POTUS 'convinced' that Russia will invade Ukraine

POTUS 'convinced' that Russia will invade Ukraine
Vice President Joe Biden greets Russian Prime Minister Vladimir Putin at the Russian White House, in Moscow, Russia, March 10, 2011. (Official White House Photo by David Lienemann)

President Joe Biden on Friday addressed the nation on the heightening tensions along the Russia-Ukraine border, where nearly 200,000 troops have amassed in what the West believes is a harbinger of an invasion.

Speaking from the Roosevelt Room in the White House, Biden said that Russian President Vladimir Putin has already made up his mind about launching a military offensive into Europe's Eastern-most democracy.

“We have reason to believe the Russian forces are planning to, intend to, attack Ukraine in the coming week, in the coming days,” Biden said. “We believe that they will target Ukraine’s capital Kyiv, a city of 2.8 million innocent people.”
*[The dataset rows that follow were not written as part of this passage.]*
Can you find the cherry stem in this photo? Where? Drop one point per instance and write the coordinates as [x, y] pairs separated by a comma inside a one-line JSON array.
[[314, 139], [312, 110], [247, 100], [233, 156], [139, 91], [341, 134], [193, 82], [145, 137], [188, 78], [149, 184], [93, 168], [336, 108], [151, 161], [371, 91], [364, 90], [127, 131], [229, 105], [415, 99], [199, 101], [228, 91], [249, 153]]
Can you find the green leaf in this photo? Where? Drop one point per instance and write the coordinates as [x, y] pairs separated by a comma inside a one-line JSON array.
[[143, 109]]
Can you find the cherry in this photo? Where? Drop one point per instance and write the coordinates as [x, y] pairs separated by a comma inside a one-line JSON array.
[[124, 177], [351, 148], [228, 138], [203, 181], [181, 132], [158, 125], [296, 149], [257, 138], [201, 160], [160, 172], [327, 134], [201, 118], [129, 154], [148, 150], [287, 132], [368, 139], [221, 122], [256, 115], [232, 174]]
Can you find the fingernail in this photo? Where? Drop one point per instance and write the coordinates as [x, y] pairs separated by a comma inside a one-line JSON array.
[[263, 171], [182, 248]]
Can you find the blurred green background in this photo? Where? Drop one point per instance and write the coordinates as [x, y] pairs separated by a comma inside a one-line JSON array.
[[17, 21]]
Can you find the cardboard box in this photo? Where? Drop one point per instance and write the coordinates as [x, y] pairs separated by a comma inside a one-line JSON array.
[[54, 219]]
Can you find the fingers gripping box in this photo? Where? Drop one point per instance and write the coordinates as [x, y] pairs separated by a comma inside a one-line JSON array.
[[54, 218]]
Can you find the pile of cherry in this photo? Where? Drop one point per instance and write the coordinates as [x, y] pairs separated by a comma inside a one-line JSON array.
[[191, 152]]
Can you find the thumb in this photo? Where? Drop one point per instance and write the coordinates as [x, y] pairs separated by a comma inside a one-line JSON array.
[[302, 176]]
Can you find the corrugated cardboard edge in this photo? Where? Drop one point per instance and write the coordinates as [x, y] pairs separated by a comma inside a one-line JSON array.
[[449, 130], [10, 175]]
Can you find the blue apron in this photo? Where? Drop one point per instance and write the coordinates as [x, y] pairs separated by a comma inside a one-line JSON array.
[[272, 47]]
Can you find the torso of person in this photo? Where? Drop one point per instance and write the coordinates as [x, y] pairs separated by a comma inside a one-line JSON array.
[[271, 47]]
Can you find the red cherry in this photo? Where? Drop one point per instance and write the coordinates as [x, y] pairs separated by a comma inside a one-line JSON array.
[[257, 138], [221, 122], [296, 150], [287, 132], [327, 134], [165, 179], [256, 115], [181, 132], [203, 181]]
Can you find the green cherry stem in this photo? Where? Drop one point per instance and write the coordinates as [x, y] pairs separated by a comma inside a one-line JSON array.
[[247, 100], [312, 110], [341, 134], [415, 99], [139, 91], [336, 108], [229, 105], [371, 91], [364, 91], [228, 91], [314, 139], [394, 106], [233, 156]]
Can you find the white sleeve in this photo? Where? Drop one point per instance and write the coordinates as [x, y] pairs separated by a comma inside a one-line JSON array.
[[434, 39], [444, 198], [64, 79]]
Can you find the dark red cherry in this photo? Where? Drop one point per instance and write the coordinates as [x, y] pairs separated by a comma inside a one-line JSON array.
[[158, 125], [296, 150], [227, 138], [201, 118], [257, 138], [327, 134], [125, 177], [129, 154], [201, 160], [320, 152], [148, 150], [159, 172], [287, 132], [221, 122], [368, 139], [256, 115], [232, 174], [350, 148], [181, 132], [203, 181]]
Biden further revealed that he is "convinced" that Putin has "made the decision" to send his forces into Ukraine, although he stressed that Putin can still "choose diplomacy.”
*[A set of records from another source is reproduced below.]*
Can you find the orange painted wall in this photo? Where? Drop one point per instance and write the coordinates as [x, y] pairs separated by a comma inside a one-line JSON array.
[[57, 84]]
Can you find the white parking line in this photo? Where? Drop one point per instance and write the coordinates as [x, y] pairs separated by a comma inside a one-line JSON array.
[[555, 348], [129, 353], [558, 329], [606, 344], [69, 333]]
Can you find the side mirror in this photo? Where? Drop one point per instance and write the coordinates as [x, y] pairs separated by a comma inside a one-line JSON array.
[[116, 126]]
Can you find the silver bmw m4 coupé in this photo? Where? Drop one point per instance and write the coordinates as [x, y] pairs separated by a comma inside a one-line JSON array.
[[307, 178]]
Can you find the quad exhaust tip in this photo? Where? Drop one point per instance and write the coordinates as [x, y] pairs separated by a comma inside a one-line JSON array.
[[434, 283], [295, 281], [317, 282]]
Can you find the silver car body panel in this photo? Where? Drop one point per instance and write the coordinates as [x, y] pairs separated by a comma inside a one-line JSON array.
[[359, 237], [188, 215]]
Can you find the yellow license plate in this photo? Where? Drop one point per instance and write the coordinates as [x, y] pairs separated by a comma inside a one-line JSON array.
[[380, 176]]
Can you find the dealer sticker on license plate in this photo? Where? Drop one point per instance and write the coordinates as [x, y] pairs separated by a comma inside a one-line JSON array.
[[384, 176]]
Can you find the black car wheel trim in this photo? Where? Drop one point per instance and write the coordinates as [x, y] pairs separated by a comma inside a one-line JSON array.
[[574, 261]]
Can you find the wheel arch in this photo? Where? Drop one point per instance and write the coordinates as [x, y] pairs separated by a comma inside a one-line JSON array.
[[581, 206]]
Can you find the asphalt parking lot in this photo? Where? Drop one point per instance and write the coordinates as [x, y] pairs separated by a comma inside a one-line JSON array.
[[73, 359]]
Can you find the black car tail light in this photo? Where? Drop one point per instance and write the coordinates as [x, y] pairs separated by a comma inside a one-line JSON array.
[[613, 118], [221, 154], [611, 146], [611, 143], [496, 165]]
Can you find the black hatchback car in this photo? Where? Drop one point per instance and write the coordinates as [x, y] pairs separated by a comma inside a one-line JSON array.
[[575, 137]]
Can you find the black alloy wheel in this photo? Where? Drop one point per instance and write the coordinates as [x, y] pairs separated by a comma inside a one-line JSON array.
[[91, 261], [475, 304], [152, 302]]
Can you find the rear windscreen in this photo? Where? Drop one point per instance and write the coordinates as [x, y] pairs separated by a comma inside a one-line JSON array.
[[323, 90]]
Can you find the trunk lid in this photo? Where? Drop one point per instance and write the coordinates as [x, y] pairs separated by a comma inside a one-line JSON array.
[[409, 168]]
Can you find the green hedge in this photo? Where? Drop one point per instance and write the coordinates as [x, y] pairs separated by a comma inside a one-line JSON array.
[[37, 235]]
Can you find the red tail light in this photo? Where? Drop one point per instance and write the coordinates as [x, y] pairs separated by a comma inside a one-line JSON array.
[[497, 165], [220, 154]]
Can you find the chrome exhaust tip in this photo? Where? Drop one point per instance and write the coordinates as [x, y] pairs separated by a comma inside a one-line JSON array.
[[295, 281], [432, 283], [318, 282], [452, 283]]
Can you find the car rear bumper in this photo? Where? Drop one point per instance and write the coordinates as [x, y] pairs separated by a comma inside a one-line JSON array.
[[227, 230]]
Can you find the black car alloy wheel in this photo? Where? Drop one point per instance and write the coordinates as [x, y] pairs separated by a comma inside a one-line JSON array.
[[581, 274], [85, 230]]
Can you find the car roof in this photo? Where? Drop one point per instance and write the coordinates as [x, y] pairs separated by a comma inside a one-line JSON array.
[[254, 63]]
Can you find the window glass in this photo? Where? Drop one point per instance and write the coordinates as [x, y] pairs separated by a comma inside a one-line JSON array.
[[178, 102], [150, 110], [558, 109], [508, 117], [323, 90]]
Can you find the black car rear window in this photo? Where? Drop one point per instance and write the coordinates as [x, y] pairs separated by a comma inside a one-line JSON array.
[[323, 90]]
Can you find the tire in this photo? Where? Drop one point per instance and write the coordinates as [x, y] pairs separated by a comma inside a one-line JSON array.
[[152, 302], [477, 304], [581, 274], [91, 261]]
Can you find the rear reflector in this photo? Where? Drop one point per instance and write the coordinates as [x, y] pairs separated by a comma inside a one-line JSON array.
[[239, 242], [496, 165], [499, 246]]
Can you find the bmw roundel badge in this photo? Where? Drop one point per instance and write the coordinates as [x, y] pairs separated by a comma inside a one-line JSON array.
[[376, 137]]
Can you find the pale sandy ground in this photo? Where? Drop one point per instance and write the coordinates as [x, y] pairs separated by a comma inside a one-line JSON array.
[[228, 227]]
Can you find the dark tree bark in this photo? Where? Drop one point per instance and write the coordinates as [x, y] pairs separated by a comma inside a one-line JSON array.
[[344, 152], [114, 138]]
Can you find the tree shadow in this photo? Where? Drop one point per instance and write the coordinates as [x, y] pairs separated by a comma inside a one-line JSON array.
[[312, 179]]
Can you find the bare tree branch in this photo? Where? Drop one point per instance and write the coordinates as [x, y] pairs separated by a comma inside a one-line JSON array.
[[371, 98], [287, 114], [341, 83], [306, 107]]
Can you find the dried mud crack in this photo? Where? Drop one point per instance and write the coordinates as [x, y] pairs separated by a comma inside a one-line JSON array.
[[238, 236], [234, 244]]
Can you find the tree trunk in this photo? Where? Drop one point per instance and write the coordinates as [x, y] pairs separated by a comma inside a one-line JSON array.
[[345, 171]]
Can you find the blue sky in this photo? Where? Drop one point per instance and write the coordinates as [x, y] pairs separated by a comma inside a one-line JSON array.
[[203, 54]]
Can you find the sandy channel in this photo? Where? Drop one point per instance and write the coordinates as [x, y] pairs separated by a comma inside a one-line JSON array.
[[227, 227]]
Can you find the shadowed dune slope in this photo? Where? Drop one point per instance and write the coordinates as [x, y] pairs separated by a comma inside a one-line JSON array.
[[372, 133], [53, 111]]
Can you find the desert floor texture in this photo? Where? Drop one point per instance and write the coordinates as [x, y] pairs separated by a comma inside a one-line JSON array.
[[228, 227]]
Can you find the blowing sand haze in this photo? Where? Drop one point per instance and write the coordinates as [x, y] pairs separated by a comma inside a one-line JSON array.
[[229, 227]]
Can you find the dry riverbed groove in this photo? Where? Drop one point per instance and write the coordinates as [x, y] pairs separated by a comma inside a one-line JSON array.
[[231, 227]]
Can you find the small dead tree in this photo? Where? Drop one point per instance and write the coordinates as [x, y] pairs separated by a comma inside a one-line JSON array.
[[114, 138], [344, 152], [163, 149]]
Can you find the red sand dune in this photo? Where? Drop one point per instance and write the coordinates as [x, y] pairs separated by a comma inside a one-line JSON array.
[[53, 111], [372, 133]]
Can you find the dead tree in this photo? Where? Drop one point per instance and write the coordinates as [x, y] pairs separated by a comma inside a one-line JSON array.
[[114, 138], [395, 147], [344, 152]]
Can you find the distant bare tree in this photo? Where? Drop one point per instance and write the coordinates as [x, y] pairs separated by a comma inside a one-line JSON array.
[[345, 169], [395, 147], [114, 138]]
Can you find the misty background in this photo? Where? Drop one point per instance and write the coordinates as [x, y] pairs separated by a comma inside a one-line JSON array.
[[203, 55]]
The president also declared that "it is not too late to de-escalate and return to the negotiating table" in anticipation of next Wednesday's scheduled talks between United States Secretary of State Antony Blinken and Russian Foreign Minister Sergei Lavrov.
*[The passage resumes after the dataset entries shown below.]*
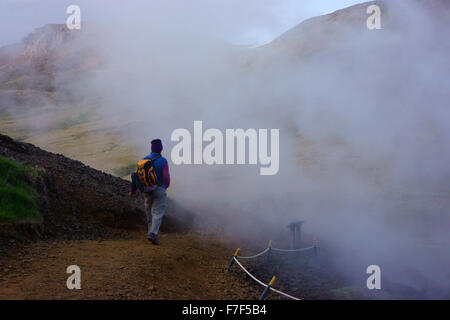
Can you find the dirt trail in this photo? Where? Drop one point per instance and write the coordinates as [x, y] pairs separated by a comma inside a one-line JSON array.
[[184, 266]]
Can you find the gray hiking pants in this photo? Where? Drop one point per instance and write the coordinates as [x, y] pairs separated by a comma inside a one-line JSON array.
[[155, 207]]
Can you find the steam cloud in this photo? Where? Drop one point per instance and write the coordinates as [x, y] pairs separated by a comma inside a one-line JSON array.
[[363, 118]]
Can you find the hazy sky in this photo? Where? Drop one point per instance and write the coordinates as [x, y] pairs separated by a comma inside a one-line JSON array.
[[240, 21]]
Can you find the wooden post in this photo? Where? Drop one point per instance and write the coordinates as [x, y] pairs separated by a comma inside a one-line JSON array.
[[295, 233]]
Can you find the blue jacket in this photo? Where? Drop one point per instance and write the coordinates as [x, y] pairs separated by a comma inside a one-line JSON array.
[[161, 168]]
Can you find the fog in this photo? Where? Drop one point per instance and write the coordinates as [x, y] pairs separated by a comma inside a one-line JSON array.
[[363, 118]]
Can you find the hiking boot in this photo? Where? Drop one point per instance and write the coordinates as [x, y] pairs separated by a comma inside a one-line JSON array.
[[153, 238]]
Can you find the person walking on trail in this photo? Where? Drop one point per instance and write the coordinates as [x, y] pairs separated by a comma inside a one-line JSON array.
[[152, 178]]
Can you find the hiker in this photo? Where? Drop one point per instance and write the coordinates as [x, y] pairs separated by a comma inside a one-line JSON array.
[[152, 178]]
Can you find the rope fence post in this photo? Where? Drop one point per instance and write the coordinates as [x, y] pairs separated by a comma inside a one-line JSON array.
[[315, 246], [232, 259], [269, 247], [267, 289]]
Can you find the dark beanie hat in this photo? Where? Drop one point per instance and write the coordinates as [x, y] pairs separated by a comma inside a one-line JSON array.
[[156, 145]]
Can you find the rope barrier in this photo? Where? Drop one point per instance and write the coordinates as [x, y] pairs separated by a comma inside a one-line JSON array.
[[294, 250], [269, 287], [255, 256], [263, 284]]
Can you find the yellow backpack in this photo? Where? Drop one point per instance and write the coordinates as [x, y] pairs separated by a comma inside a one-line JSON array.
[[146, 173]]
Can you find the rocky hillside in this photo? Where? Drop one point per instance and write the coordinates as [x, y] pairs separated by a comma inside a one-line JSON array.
[[77, 201]]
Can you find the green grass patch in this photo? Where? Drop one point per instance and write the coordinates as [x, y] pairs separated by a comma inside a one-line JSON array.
[[17, 193]]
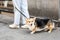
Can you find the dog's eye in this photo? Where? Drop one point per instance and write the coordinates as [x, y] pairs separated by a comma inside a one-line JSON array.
[[31, 24], [29, 21]]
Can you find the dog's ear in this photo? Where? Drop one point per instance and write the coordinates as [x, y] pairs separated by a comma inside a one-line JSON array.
[[34, 18]]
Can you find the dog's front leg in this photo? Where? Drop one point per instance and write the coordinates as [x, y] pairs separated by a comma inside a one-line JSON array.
[[34, 30]]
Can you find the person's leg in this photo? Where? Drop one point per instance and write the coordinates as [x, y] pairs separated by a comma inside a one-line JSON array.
[[24, 9], [16, 3]]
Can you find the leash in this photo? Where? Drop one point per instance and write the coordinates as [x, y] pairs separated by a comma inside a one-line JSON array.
[[20, 12]]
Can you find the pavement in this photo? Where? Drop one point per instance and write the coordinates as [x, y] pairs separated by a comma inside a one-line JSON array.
[[23, 34]]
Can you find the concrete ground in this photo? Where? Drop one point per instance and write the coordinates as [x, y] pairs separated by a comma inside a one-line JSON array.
[[23, 34]]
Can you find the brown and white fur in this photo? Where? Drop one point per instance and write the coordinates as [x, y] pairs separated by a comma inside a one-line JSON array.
[[36, 24]]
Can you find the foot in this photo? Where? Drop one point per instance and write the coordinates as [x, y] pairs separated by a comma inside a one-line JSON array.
[[24, 26], [14, 26]]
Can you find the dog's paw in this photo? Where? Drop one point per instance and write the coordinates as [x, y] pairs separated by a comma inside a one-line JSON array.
[[49, 31], [32, 32]]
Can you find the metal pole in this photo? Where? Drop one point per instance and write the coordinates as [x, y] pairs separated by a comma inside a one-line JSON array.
[[59, 9]]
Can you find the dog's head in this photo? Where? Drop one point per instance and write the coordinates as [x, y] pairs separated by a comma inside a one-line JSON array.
[[30, 23]]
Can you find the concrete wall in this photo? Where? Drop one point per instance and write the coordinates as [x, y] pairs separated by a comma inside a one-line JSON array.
[[44, 8]]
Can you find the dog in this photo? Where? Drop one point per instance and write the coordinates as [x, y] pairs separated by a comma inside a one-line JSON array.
[[37, 24]]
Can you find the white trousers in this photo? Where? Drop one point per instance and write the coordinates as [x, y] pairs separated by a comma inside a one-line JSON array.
[[23, 6]]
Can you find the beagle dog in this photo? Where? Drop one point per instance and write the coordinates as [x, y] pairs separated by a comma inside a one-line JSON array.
[[36, 24]]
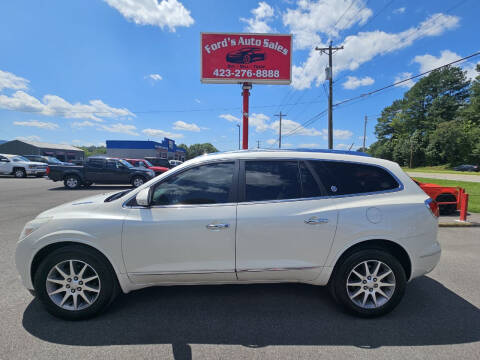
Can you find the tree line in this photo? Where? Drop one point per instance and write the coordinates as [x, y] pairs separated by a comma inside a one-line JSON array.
[[436, 122]]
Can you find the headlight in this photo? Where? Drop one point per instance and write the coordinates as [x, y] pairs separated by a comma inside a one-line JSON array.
[[33, 225]]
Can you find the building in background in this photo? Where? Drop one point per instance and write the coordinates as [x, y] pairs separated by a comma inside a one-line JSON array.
[[139, 149], [26, 147]]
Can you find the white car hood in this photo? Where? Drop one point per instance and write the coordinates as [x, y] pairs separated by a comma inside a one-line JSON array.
[[86, 204]]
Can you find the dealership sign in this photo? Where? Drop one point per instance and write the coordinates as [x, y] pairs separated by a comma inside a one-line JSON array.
[[239, 58]]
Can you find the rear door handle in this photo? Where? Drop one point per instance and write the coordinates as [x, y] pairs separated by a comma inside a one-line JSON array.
[[217, 226], [315, 221]]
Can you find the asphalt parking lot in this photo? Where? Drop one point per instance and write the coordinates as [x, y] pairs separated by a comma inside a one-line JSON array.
[[438, 318]]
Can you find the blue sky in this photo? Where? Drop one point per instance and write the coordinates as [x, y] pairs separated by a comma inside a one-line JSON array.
[[82, 72]]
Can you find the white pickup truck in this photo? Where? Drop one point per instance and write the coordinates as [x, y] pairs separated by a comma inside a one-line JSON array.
[[19, 166]]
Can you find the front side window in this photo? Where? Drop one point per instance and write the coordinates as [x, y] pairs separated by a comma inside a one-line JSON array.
[[345, 178], [271, 180], [204, 184]]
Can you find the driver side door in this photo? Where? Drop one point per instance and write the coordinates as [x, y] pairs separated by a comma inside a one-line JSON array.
[[188, 232]]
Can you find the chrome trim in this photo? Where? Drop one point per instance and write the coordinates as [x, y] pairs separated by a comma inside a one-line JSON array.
[[280, 269], [189, 272]]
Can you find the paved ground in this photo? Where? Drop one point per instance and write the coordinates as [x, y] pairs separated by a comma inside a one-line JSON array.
[[439, 318], [457, 177]]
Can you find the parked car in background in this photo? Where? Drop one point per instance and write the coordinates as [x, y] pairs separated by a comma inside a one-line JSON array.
[[442, 194], [49, 160], [357, 224], [100, 170], [19, 166], [467, 168], [158, 162], [147, 165], [174, 163]]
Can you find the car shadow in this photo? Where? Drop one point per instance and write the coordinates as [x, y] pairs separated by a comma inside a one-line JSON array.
[[94, 187], [262, 315]]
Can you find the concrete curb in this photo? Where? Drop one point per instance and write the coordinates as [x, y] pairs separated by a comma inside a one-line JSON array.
[[459, 224]]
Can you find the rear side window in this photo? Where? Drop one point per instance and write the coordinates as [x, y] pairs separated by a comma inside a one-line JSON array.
[[271, 180], [345, 178]]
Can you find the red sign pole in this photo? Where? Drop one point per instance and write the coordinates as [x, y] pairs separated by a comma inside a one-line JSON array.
[[246, 94]]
Biden warned however that “if Russia takes military action before that day, it will be clear that they have slammed the door shut on diplomacy.”

Concerns over an imminent Russian incursion swelled this week following multiple instances of shelling and artillery fire in the Donetsk and Luhansk regions of Eastern Ukraine. Despite numerous intelligence reports that Russian-backed separatists were behind the attacks, the Kremlin blamed the Ukrainian government. This validated the fears among North Atlantic Treaty Organization member nations that Russia was planning to carry out false-flag operations that they could pin on Ukraine and use as a pretext for a formal invasion.

“Starting several weeks ago, we acquired information that the Russian government was planning to stage a fabricated attack by Ukrainian military or security forces against Russian sovereign territory, or against Russian-speaking people in separatist-controlled territory, to justify military action against Ukraine,” Michael Carpenter, the American ambassador to the Organization for Security and Co-operation in Europe, wrote on Friday.

But engaging in a traditional ground war is not the only danger that Russia poses to global geopolitical and economic security. Moscow has a sophisticated cyber-warfare apparatus with the capability of disrupting international commerce and disabling electrical grids. The Russians also control a vast swath of the continent's energy resources – specifically oil and natural gas – worth hundreds of billions of dollars and upon which much of Western Europe depends.